QToolButton pops up menu only when pressed and HOLD

Question

I'm trying to implement an "open" button such that if a user presses it and holds, a menu of applications for the user to choose from will pop up; but as soon as the user releases the mouse, the menu should disappear. if the user releases the mouse without choosing an application on the menu, it should open the file with the default application. I'm implementing this button as a QToolButton and connect the signals as follows:

self.ui_open_btn.pressed.connect(self._onOpenBtnPressed)
self.ui_open_btn.triggered.connect(self._onOpenBtnTriggered)

def _onOpenBtnPressed(self):
    self.ui_open_btn.showMenu()

def _onOpenBtnTriggered(self, action):
    application_name = action.text()
    # code to launch the application

Right now, when the user presses the button, the menu will pop up. However, the menu is still there when the user release the button, and action on the menu is triggered by clicking on it. I tried under both DelayedPopup and InstantPopup mode. As long as the menu has been set for self.ui_open_btn, I can no longer catch any released signal. How can I hide the menu when the user releases the mouse? How can the action on the menu be triggered by releasing the mouse?

--added---

I found another problem about using QToolButton: the menu always pops up when the button is pressed. Instead, I would like to catch the pressed signal, do some check to determine if the menu should pop up or not. So I changed my approach to write my customized toolbutton by subclassing QPushButton and QMenu.

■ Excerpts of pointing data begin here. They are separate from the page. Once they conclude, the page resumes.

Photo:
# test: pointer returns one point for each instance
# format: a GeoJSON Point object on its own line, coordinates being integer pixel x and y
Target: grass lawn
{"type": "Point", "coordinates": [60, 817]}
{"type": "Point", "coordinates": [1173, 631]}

Please see my code posed in the answer below.

Thanks.

Answer 1

I managed to achieve what I want by subclassing QPushButton and QMennu:

class MyMenu(QtGui.QMenu):
    """ Custom menu which will close when mouse is released. ""'"
    def mouseReleaseEvent(self, event):
        action = self.actionAt(event.pos())
        self.triggered.emit(action)
        self.close()

class MyButton(QtGui.QPushButton):
    triggered = QtCore.pyqtSignal("QAction")

    def __init__(self, menu=None, parent=None):
        super(MyButton, self).__init__(parent)
        self.setMenu(menu)

    def menu(self):
        return self._menu

    def setMenu(self, menu):
        self._menu = menu if menu else MyMenu(self)
        self._menu.triggered.connect(self.triggered.emit)

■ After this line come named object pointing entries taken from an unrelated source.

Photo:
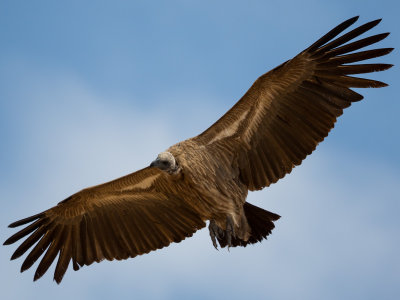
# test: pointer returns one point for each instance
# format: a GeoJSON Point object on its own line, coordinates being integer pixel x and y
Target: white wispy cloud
{"type": "Point", "coordinates": [336, 233]}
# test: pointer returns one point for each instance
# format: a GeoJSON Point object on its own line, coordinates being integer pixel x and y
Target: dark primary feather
{"type": "Point", "coordinates": [271, 129]}
{"type": "Point", "coordinates": [289, 110]}
{"type": "Point", "coordinates": [123, 218]}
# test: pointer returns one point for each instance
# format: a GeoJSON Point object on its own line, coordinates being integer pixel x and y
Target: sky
{"type": "Point", "coordinates": [93, 90]}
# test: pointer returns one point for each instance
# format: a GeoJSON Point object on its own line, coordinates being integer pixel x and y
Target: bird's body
{"type": "Point", "coordinates": [281, 119]}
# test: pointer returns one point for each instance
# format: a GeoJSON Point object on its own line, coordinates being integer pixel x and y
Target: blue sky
{"type": "Point", "coordinates": [92, 90]}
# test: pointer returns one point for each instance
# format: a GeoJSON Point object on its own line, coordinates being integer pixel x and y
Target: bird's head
{"type": "Point", "coordinates": [165, 161]}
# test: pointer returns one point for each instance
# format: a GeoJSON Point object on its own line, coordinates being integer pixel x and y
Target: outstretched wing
{"type": "Point", "coordinates": [133, 215]}
{"type": "Point", "coordinates": [289, 110]}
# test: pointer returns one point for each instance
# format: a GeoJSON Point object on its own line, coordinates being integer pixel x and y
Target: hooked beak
{"type": "Point", "coordinates": [154, 163]}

and in the QDialog containing this button, I do the following:

menu = MyMenu(self)
# insert here code to add actions to menu
self.open_btn = MyButton(parent=self, menu=menu)
self.open_btn.pressed.connect(self._onOpenBtnPressed)
self.open_btn.triggered.connect(self._onOpenBtnTriggered)

def _onOpenBtnPressed(self):
    # insert here code to check whether we should pop up the menu
    pos = self.mapToGlobal(self.open_btn.pos())
    pos.setY(pos.y() + self.open_btn.height())
    self.open_btn.menu().move(pos)
    self.open_btn.menu().show()

def _onOpenBtnTriggered(self, action):
    if action:
        application_name = str(action.text())
        # insert here code to launch this application
    else:
        # insert here code to launch the default application
    self.close() # close this dialog

Answer 2

Create a custom QToolButton that will filter events from the menu, and react on the mouse release event received by the menu:

class MyToolButton(QtGui.QToolButton):
    def __init__(self, *args):
        QtGui.QToolButton.__init__(self, *args)
    def eventFilter(self, menu, event):
        if event.type() == QtCore.QEvent.MouseButtonRelease:
            if self.underMouse():
                menu.close()
                # and now do default action
                print "doing default action"
                return True
        return False

Install the event filter after you have set the menu:

self.ui_open_btn.menu().installEventFilter(self.ui_open_btn)